Au cours des échanges, les intervenants ont présenté les retombées du programme Lualaba Bora, qui récompense chaque année les élèves ayant obtenu au moins 75 % aux examens d’État. Ces lauréats bénéficient d’une bourse leur permettant de poursuivre des études supérieures dans les meilleures universités du pays et de l’étranger, contribuant ainsi à la formation d’une nouvelle génération de cadres pour le développement de la province et de la RDC.
Les organisateurs ont particulièrement insisté sur la spécificité de cette initiative. Contrairement à la Bourse Excellentia portée par Denise Nyakeru Tshisekedi, qui exige un minimum de 85 % aux examens d’État, le programme Bora de Fifi Masuka fixe le seuil d’éligibilité à 75 %, élargissant ainsi le nombre de bénéficiaires de l’excellence académique. Autre particularité majeure, les lauréats reçoivent une bourse couvrant cinq années complètes d’études universitaires, leur offrant une garantie de continuité dans leur parcours académique.

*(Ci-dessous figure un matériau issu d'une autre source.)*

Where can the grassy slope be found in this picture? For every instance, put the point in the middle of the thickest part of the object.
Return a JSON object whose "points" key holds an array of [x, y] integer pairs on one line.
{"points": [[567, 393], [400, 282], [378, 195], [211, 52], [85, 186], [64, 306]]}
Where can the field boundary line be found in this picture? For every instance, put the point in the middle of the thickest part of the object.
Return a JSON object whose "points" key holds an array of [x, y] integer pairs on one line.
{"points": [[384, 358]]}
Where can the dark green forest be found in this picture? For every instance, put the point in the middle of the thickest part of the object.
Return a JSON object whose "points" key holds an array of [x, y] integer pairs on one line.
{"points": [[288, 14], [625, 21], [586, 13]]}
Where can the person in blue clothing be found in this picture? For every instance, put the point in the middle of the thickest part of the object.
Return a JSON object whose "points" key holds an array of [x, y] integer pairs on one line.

Pour les responsables de la Fondation AMANI, cette politique traduit la vision de Fifi Masuka Saini, qui considère l’éducation comme un levier stratégique du développement. En investissant durablement dans les talents de la jeunesse, la gouverneure du Lualaba entend créer une élite compétente capable de relever les défis économiques et sociaux de la province et du pays.
La célébration des huit ans de la Fondation AMANI a ainsi servi de tribune pour rappeler qu’au-delà des infrastructures et des projets de développement, le capital humain demeure la principale richesse du Lualaba. À travers le programme Bora, les jeunes ont voulu témoigner leur reconnaissance envers leur marraine, dont les actions en faveur de l’excellence scolaire constituent, selon eux, une source d’inspiration pour toute la République démocratique du Congo.